データレイク型の設計パターンは、加工処理を行う箇所によって2つに分けられる。どちらのパターンもメリットとデメリットがあり、導入にはトップダウンでの推進体制が重要だ。2つの設計パターンの特徴と適する用途を解説する。
前回に続き、データレイク型のデータ基盤の設計パターンを紹介します。データレイク型は、巨大なストレージにあらゆるフォーマットのデータを集めつつ、必要に応じて加工しながら利用できるデータ基盤です。
データレイク型のデータ基盤における処理は、大きく4つのフェーズで構成されます。データを各システムから集める「収集」、データをデータストアに格納する「蓄積」、格納されたデータを活用する「利用」、そして利用するためにデータフォーマットを変換する「加工」です。今回は、「利用」と「加工」のフェーズに絞って設計パターンを紹介します(図1)。

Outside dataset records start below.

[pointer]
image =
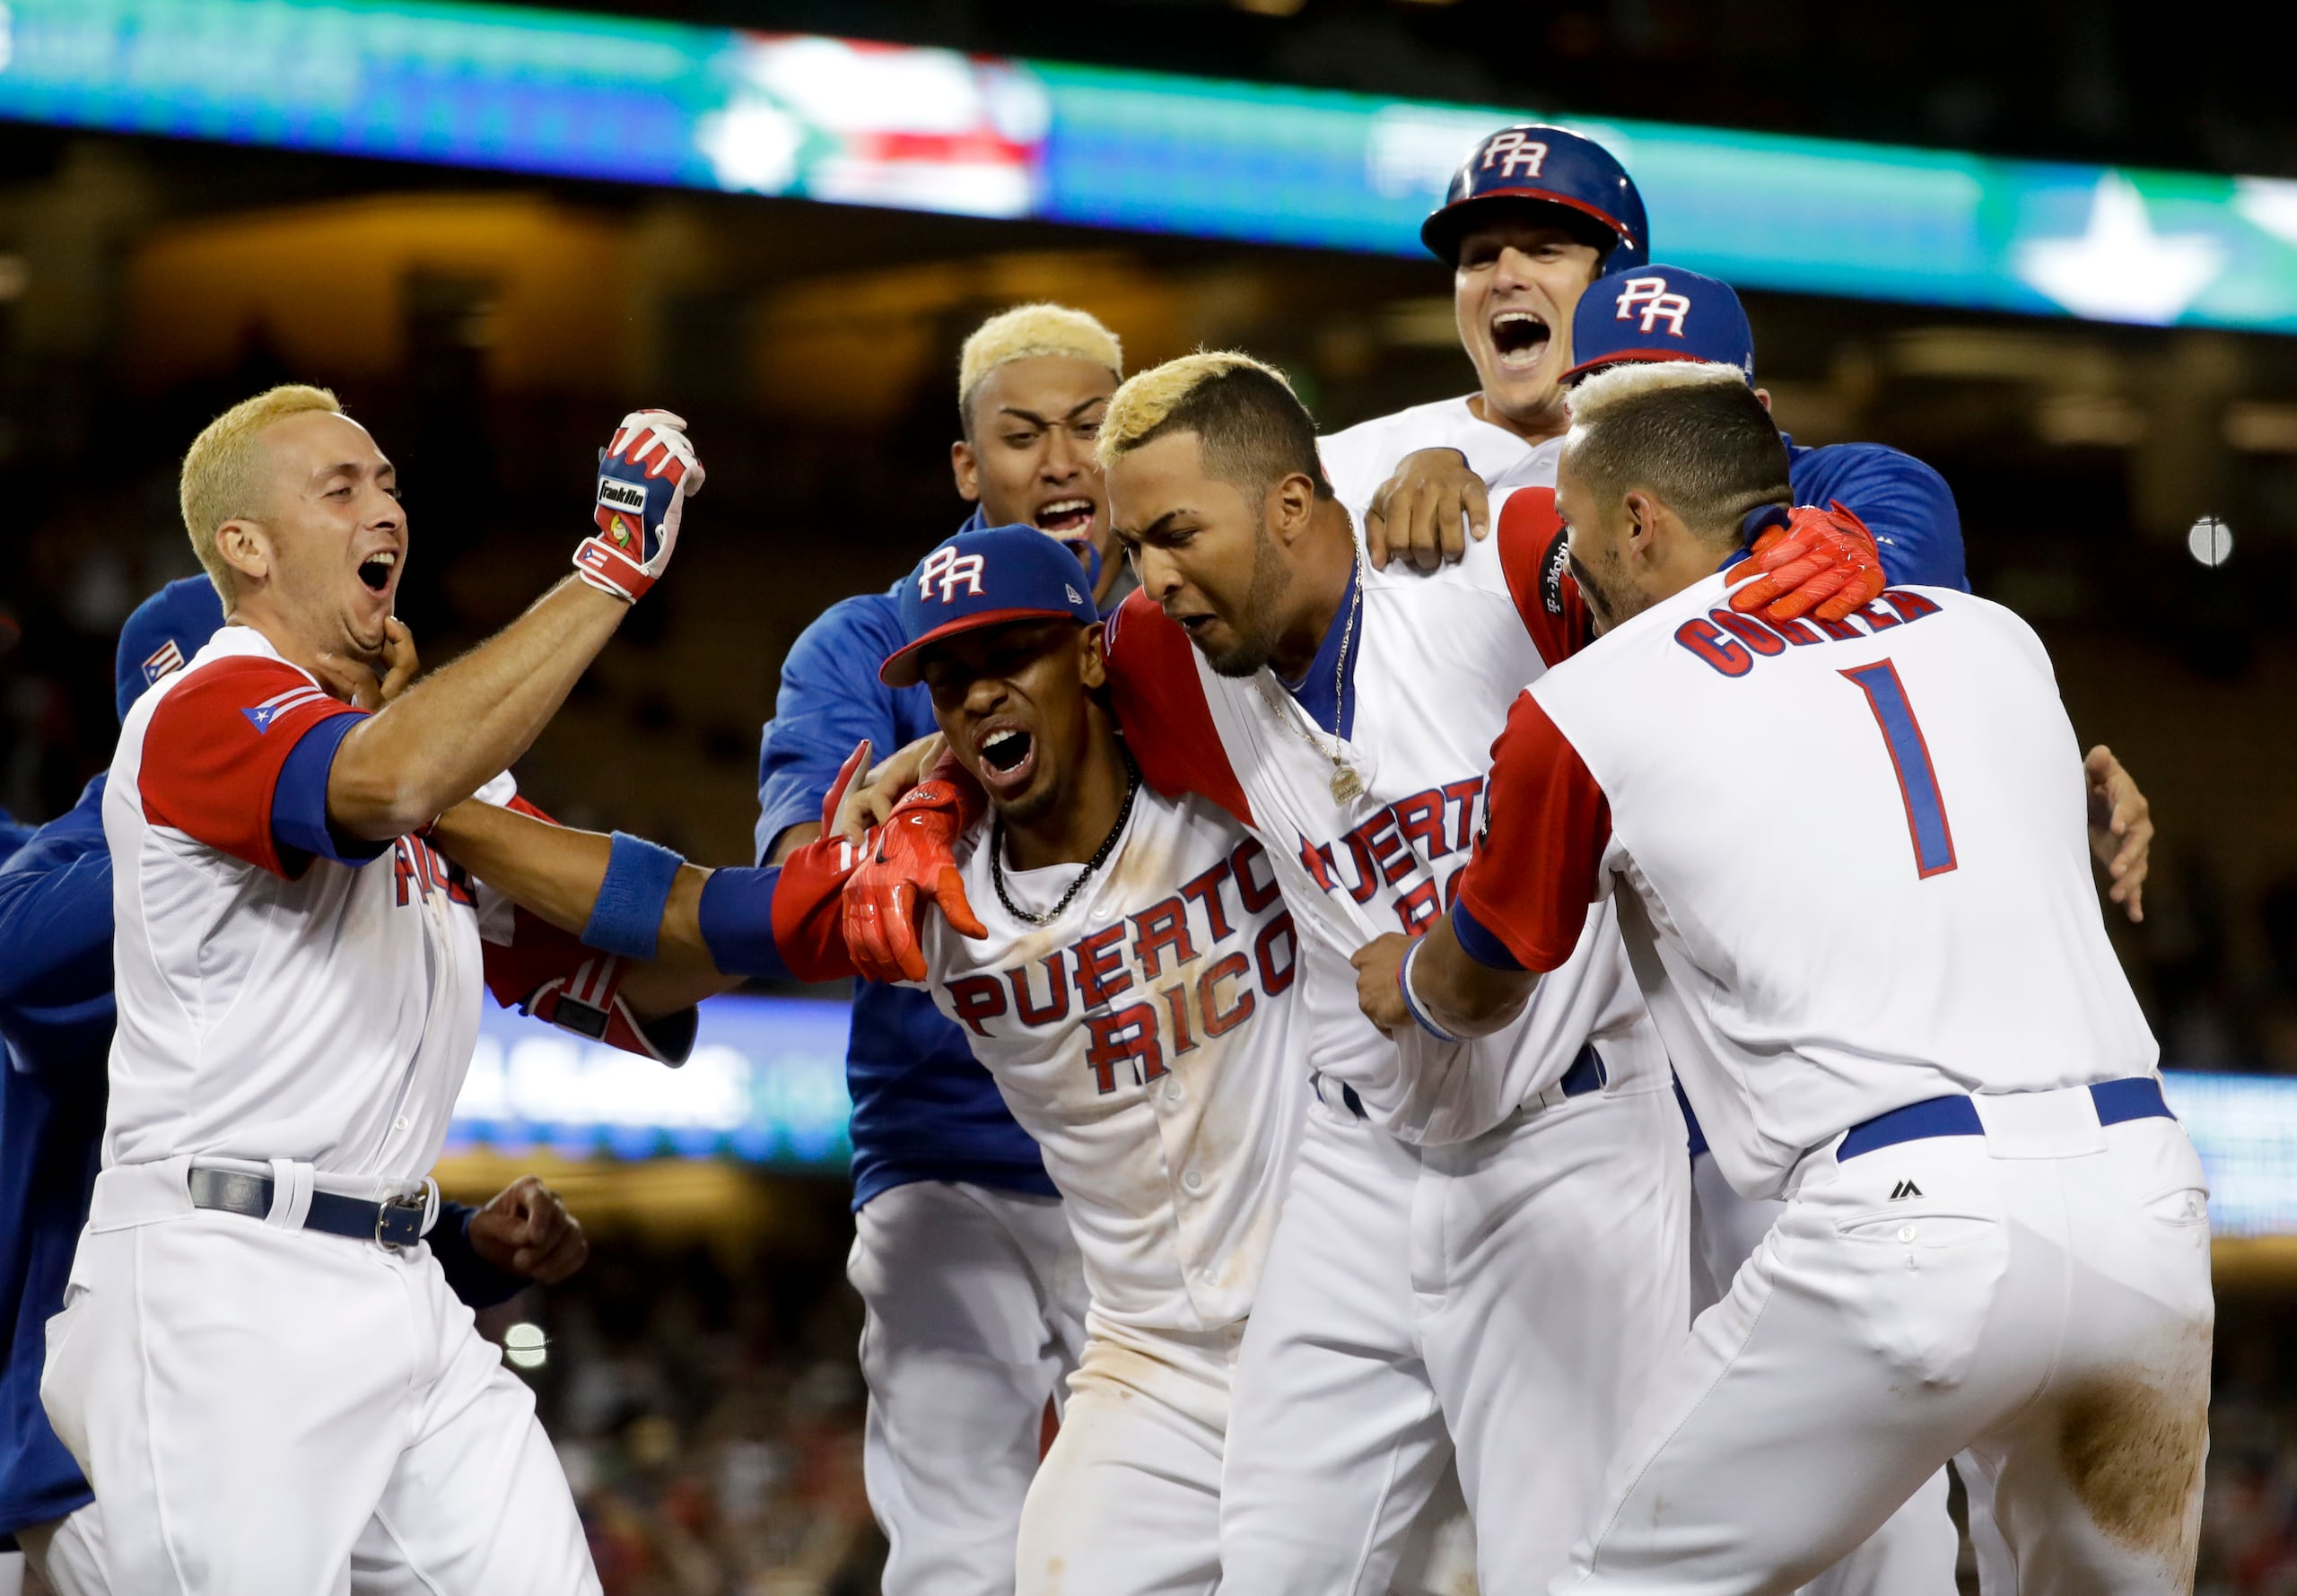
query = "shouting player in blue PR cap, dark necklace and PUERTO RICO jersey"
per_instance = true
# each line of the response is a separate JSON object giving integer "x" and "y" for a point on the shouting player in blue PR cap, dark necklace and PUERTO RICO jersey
{"x": 1131, "y": 984}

加工・利用におけるデータレイクの設計パターンは、主に「データ倉庫型」と「データ工場型」の2つに分類できます。データレイク内で加工せず利用者側で加工するのが倉庫型。データレイク内で加工するのが工場型です。ただし、データ倉庫型でも全く加工処理を施さないというわけではありません。必要最低限の加工処理は行います。
ちなみに、一般的なDWH(データウエアハウス)と、ここで言うデータ倉庫型の概念は異なるものです。データレイクの設計パターンを説明するために、著者らが作り出した言葉なので注意してください。
最低限の加工処理だけ行う
データ倉庫型
それでは、データ倉庫型の設計パターンから説明します。この設計パターンは、集めた生データをデータレイク内のオブジェクトストレージにそのまま保存しておくというものです。最近のトレンドというべき設計パターンでしょう。収集可能なあらゆるデータをデータレイク内のオブジェクトストレージに取りあえず蓄積しておきます。データが既にあって、データの利用方法は後から考えます(図2)。データ倉庫型のデータレイクは、原則として収集・蓄積したデータをそのまま利用者や利用システムに提供し、加工処理は利用者側に委ねることになります。
ただし、何でもそのまま提供していると、利用者側の負荷が高まってしまいます。この問題を解決するため最低限の加工はデータレイク側で施しておくケースが多く見られるようになりました。
主な使用例は、ビックデータのアドホック分析などが挙げられます。アドホック分析は、目的の結果を得る手順が決まっておらず、クエリー処理の結果を踏まえて、次にどんなクエリー処理を行うかを考える分析手法です。まだ活用されていない未知のデータに対するデータ分析は、最初にアドホック分析から始まることがほとんどです。